How to identify an entrepreneur

I was eating lunch today in the park by a water fountain. It was just another sunny San Francisco day, although I was about to have a fascinating insight into some human condition.

The idle rustling of the leaves and the curious pigeon nearby was interrupted by the screaming of school children, all rushing for the water fountain.

Being a hot day combined with the generally voracious appetite of children, the line quickly grew into a impatient gathering of agitated little humans.

At first there was a line, organized naturally by the group with little oversight from the teacher. There was however, a dramatic inefficiency not only with the flow rate of water fountain itself, but the speed and volume at which the children were drinking.

As the teacher grew impatient that the line wasn’t moving fast enough, the kids themselves started to urge those drinking to ‘hurry up’. Some children took quick sips in order to maintain order, while others ignored the cries of others and kept drinking. Peculiarly, these were the loudest of the group to cite impatience for those that were ahead of them.

One even thought the water fountain was a good time to re-wet his hair after his lengthy drink, angering the crowd.

There was a relatively even behavior between age groups, ethnicity and gender, although it was clear that the young boys with the loudest clothes/haircuts (must be the coolest kids) carried a different attitude and pushed the envelope further by not drinking quickly or frugally, even when shoved.

At this point, a second group of children arrived and there was complete chaos.

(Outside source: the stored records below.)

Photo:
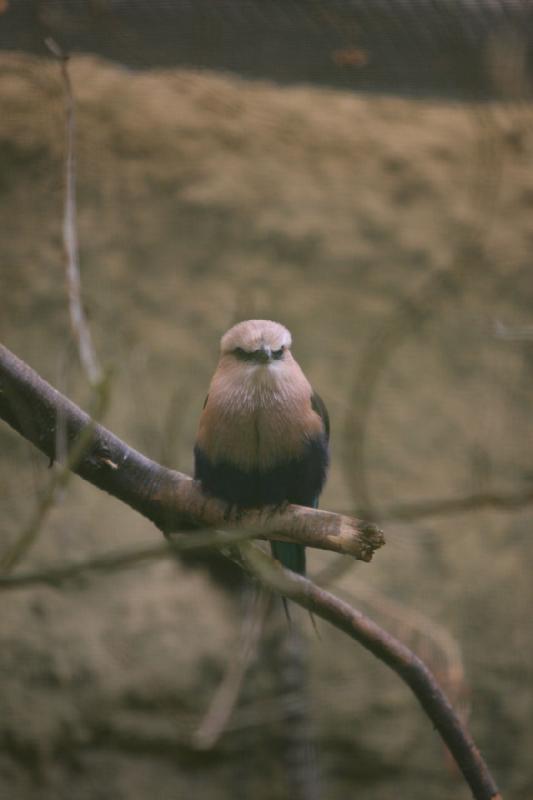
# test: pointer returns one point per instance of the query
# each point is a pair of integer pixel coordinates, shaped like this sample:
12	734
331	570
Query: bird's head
256	342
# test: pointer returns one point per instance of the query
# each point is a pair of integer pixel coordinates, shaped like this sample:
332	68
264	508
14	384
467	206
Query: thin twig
225	699
78	320
57	574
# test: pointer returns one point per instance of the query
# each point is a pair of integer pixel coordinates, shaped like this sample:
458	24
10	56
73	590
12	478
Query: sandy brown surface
206	199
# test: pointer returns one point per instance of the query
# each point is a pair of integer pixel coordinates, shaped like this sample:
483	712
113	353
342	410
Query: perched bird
263	433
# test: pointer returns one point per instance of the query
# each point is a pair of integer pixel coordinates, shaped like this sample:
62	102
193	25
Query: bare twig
78	320
170	499
57	574
225	699
389	650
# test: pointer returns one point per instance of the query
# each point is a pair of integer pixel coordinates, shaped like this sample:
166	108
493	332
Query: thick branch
392	652
170	499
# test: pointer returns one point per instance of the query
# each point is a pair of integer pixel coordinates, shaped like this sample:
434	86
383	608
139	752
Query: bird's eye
242	354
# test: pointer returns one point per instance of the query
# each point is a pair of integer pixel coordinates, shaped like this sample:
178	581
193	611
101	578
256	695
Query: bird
263	434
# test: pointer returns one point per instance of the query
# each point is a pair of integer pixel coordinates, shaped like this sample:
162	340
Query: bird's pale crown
255	334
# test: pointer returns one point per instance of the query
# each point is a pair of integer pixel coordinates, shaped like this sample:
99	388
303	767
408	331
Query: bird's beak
264	354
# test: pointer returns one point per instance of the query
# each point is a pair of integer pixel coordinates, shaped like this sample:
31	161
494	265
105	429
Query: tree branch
171	500
175	502
392	652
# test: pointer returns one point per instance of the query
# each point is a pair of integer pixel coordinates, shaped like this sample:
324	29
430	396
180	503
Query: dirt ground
393	237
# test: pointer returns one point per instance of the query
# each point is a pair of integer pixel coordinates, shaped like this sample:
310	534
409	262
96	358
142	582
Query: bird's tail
290	555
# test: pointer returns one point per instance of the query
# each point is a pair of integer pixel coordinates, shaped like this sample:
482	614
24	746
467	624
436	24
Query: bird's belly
296	480
257	440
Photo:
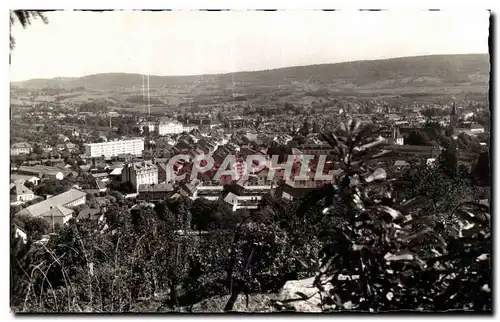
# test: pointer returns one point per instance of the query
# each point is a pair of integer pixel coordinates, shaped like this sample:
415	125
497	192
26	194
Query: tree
482	170
417	138
24	18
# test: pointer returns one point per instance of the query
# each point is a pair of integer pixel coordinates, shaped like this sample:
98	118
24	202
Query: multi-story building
114	148
166	127
392	135
139	173
58	209
20	148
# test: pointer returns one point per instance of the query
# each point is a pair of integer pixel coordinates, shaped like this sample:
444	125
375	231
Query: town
59	159
250	161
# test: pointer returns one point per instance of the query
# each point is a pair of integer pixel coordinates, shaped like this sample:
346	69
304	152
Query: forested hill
440	70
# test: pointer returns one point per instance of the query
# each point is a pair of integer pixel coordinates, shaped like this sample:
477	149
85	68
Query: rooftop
61	199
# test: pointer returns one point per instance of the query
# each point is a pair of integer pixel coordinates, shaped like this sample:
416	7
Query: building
150	126
56	210
140	173
20	148
154	192
22	193
114	148
392	135
42	171
24	178
166	127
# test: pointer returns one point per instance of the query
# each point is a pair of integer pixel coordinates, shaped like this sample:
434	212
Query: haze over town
77	43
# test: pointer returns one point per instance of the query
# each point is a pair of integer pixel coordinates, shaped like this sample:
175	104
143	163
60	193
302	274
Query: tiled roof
61	199
22	145
57	211
21	189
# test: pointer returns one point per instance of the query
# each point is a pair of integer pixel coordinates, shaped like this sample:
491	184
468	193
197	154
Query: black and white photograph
257	161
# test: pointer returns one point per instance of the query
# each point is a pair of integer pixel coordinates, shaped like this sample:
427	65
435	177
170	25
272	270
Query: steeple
453	118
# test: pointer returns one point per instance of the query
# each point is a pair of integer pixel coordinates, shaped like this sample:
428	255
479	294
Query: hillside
422	71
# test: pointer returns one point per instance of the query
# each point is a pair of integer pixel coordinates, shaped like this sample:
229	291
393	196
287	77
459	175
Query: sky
75	44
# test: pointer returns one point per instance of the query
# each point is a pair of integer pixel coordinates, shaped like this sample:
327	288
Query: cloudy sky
192	42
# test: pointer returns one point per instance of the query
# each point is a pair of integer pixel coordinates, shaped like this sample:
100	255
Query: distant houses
20	148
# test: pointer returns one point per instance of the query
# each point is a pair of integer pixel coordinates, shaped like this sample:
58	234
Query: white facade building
170	127
140	173
114	148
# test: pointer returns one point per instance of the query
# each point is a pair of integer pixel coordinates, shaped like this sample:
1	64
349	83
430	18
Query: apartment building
58	209
166	127
114	148
140	173
20	148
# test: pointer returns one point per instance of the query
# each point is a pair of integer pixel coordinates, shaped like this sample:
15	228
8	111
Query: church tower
453	118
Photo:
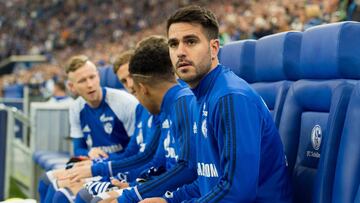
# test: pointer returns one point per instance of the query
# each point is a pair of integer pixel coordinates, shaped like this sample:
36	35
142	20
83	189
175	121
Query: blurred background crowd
102	29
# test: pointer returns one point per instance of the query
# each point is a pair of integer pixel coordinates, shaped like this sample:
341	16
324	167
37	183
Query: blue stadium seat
49	160
239	57
328	55
108	78
273	55
347	177
332	51
14	91
310	116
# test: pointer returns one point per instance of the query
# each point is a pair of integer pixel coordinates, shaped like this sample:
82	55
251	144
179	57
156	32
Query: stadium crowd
99	29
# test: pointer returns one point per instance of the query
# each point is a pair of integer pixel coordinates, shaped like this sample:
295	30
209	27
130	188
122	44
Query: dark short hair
122	59
151	61
199	15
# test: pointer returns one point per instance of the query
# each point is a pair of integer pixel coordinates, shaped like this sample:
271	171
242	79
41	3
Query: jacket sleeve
180	174
132	165
237	126
80	147
187	192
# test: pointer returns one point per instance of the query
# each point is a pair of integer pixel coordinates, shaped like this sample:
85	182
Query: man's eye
191	42
172	45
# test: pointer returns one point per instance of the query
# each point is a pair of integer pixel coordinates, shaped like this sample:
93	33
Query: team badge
150	122
108	128
204	128
316	136
195	128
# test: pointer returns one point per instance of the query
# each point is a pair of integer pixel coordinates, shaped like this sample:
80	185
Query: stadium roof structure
8	64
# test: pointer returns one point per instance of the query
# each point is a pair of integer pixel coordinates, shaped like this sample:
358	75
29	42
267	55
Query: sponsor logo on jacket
207	170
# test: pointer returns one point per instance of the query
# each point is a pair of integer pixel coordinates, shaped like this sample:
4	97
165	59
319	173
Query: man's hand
78	173
82	163
154	200
120	184
96	152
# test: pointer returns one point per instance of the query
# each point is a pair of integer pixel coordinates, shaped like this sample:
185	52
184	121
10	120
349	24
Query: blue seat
332	51
108	78
328	56
239	57
273	55
14	91
310	116
49	160
249	59
347	176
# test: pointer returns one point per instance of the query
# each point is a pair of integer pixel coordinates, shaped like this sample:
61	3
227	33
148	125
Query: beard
194	75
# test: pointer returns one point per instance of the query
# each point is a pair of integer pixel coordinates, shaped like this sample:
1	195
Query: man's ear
214	46
70	86
144	88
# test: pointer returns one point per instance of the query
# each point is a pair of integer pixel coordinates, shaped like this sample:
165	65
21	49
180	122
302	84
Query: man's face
192	54
125	78
86	82
142	93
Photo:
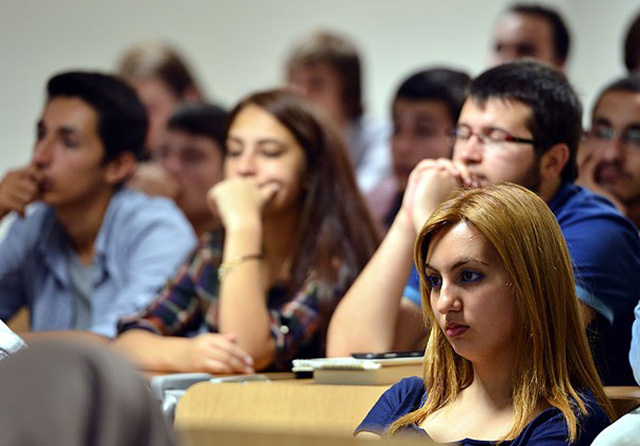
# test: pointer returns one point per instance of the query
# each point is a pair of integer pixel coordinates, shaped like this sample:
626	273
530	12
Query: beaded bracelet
226	267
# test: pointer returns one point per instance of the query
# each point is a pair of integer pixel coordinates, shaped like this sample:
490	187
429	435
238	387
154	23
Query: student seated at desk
507	357
92	250
296	234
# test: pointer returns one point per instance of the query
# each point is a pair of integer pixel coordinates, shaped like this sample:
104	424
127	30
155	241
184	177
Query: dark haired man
92	250
520	123
191	151
533	31
610	155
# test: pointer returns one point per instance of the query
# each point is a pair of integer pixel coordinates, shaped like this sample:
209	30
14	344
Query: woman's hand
239	200
215	353
432	182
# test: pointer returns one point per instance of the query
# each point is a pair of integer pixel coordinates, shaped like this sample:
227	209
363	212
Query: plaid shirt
189	305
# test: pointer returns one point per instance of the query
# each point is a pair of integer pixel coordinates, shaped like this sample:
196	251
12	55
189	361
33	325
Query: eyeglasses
630	137
493	137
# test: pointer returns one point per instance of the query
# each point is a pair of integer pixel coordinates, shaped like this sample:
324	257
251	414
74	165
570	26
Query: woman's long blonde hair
553	359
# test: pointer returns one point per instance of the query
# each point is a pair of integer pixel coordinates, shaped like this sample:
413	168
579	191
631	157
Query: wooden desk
209	437
298	406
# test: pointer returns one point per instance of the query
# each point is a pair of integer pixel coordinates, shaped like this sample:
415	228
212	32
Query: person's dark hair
335	225
556	111
437	84
632	45
628	84
122	119
561	35
201	119
158	59
342	56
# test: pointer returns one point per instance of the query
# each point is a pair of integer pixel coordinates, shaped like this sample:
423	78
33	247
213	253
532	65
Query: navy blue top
547	429
605	252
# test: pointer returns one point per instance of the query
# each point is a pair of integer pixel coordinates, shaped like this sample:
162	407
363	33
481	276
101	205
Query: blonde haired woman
507	359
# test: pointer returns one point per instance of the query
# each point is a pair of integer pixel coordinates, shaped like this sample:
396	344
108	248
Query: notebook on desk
349	370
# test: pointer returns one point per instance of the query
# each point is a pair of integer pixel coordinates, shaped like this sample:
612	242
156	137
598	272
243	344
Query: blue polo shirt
547	429
140	245
605	252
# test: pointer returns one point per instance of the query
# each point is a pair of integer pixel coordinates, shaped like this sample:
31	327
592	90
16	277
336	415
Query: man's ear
191	93
553	162
120	168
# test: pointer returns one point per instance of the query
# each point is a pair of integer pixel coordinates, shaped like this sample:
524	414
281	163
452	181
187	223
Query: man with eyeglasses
520	123
609	158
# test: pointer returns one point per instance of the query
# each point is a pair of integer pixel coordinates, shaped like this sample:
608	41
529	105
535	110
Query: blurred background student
425	111
191	151
326	68
296	234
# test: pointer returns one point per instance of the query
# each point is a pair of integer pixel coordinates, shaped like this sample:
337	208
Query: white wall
237	46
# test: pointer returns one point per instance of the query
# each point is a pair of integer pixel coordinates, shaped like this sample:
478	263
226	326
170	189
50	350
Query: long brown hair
336	227
553	359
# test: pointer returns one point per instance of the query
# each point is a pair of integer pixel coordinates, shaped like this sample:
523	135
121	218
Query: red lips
453	329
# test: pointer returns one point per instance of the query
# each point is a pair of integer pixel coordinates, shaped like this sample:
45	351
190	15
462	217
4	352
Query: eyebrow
68	131
600	120
259	142
64	130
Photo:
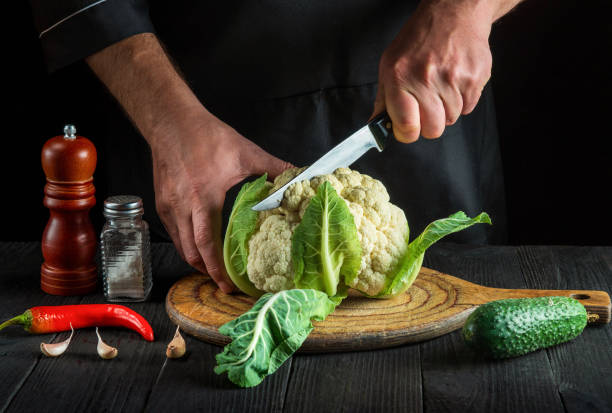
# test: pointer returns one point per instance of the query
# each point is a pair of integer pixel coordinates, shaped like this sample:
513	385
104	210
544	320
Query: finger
452	102
403	109
431	110
470	100
207	232
471	89
187	240
172	231
165	215
262	162
379	102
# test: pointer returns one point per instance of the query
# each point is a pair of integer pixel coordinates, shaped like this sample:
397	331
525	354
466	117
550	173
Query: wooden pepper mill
69	240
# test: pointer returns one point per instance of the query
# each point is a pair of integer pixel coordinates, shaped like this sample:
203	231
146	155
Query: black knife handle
382	128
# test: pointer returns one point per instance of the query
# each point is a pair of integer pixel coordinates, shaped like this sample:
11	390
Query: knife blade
372	135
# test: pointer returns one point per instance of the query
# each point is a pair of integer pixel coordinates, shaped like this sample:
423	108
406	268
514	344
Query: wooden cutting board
434	305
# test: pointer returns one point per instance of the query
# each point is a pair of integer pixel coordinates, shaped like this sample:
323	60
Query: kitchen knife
372	135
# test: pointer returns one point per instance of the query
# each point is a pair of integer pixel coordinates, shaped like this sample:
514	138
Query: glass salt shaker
125	250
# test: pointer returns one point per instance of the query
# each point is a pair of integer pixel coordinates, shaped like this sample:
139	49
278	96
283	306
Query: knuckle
203	236
398	71
433	131
192	258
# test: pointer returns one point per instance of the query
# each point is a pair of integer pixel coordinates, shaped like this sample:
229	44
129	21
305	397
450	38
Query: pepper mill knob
69	240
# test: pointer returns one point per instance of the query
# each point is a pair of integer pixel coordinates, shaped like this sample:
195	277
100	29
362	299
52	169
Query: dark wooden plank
20	290
582	368
457	379
373	381
79	380
190	384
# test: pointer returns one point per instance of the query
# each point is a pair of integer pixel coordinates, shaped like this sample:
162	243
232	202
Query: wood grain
435	304
69	240
458	379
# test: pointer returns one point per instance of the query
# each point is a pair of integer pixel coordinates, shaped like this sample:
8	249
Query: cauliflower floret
382	230
269	261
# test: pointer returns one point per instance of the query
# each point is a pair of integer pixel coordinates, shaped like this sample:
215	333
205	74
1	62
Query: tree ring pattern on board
428	309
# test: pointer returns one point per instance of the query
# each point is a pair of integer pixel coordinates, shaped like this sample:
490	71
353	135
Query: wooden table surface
438	375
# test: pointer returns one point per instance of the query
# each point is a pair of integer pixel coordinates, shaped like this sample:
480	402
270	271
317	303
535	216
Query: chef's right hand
195	161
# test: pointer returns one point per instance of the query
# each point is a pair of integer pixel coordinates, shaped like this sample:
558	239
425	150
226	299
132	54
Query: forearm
141	77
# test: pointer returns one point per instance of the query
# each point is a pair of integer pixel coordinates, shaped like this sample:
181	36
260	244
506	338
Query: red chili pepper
51	319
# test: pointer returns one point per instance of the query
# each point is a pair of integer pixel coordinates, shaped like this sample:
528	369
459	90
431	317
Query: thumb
266	163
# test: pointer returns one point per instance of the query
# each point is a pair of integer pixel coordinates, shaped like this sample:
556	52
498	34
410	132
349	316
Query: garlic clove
56	349
177	347
104	350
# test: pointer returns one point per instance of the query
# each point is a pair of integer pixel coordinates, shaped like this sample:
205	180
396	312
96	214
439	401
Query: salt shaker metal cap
123	206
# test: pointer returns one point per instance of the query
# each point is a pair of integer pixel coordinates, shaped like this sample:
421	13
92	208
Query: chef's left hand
436	67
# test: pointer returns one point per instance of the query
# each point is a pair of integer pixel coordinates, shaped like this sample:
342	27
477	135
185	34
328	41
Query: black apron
298	77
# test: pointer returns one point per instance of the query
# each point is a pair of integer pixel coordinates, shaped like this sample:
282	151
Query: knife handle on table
381	127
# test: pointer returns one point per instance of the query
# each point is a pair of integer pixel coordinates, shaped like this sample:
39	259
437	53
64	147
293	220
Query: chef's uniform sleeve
70	30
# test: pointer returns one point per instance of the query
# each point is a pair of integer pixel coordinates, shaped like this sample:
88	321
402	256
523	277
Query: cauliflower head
382	230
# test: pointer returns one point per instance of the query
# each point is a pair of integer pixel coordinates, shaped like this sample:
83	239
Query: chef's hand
195	162
437	66
196	157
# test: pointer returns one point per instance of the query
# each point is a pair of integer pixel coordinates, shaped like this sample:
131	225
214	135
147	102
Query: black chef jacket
296	77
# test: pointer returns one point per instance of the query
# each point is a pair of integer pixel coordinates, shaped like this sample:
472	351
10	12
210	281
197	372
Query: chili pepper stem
24	319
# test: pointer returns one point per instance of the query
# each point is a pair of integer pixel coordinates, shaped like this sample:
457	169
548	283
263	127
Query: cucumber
513	327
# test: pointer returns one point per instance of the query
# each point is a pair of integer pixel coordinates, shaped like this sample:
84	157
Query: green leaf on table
269	333
409	265
241	225
325	246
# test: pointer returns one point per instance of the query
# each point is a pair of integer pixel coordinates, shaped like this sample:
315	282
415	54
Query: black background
552	88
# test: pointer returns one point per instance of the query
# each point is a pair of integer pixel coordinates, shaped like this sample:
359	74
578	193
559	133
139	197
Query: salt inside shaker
125	250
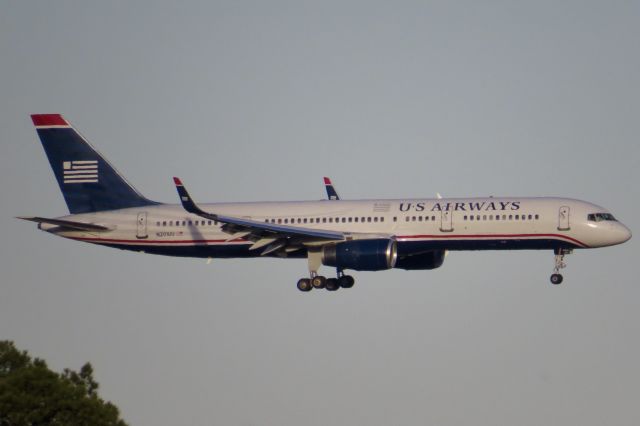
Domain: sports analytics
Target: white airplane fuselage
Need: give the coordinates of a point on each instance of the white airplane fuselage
(362, 235)
(420, 224)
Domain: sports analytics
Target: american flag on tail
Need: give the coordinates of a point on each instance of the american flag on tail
(84, 171)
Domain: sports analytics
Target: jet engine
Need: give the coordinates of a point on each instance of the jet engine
(427, 260)
(362, 255)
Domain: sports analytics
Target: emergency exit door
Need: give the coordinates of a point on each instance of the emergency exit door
(563, 219)
(141, 230)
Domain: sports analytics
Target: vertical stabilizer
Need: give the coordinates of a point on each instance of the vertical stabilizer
(87, 181)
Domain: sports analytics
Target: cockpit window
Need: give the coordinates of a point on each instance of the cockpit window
(599, 217)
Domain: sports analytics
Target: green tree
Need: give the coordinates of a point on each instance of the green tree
(31, 394)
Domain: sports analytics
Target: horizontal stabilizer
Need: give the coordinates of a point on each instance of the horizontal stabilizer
(78, 226)
(252, 227)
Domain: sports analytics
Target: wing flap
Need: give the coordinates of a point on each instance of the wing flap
(254, 228)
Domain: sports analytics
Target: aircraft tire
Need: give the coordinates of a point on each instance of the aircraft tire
(318, 281)
(556, 279)
(332, 284)
(346, 281)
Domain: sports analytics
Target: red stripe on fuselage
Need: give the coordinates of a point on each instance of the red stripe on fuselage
(491, 236)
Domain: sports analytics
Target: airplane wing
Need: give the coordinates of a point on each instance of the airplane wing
(331, 191)
(76, 226)
(269, 235)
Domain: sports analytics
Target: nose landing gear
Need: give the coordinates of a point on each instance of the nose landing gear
(556, 277)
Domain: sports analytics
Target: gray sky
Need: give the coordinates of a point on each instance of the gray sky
(258, 101)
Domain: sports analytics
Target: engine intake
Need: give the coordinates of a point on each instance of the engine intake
(362, 255)
(428, 260)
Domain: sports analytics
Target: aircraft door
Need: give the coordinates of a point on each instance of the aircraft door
(446, 221)
(563, 219)
(141, 230)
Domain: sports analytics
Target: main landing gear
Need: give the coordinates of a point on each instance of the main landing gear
(556, 277)
(314, 257)
(331, 284)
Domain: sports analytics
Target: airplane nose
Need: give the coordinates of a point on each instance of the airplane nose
(625, 233)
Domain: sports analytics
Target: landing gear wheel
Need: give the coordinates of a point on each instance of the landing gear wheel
(304, 284)
(556, 279)
(318, 281)
(332, 284)
(346, 281)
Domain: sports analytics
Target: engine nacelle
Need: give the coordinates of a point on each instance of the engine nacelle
(362, 255)
(429, 260)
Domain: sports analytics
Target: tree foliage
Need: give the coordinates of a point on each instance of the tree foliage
(31, 394)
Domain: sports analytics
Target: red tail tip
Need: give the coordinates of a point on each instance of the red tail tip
(48, 120)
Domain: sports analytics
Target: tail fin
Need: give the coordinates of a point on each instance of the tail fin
(87, 180)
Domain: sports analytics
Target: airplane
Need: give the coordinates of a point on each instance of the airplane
(359, 235)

The teacher decided to install a countdown system and give each student three seconds to complete their drink. This aided the efficiency considerably, particularly when two children of the group who assumed a policing role to support their teacher’s counting.

The girls on average became more compliant and took drinks that finished either before the last number or right on the dot. Some boys would meet the three second condition, but most would always try to steal another second or two, checking for their teacher’s attention out of the corner of their eye.

While there was a lot of subjectivity to my observation (including my own biases), and there was no doubt differences in levels of thirst, mouth position and button control, it was a fascinating observation of human behavior, group dynamics, social conditioning and hierarchy.

None of the teachers took a drink.

As the group dwindled down to one last student, I watched her intently. She had stood at the water fountain the entire time watching and waiting. Quietly and confidently opening her bag, she pulled out a water bottle and negotiated with the teacher that she would be ten seconds in exchange for her patient behavior – seven more more than her counterparts!

Filling her water bottle up to the brim, she caught up with her friend and offered a sip, buying immediate social currency.

Her tactical negotiation for 2.3x time yielded a 200x return in volume, a deepened relationship, and a desirable and distributable product.

If you could watch a group of people, observe their behaviors and predict their futures based on raw behavior, I first hand saw future enforcers, rule breakers, obedient followers, opportunists, and an entrepreneur.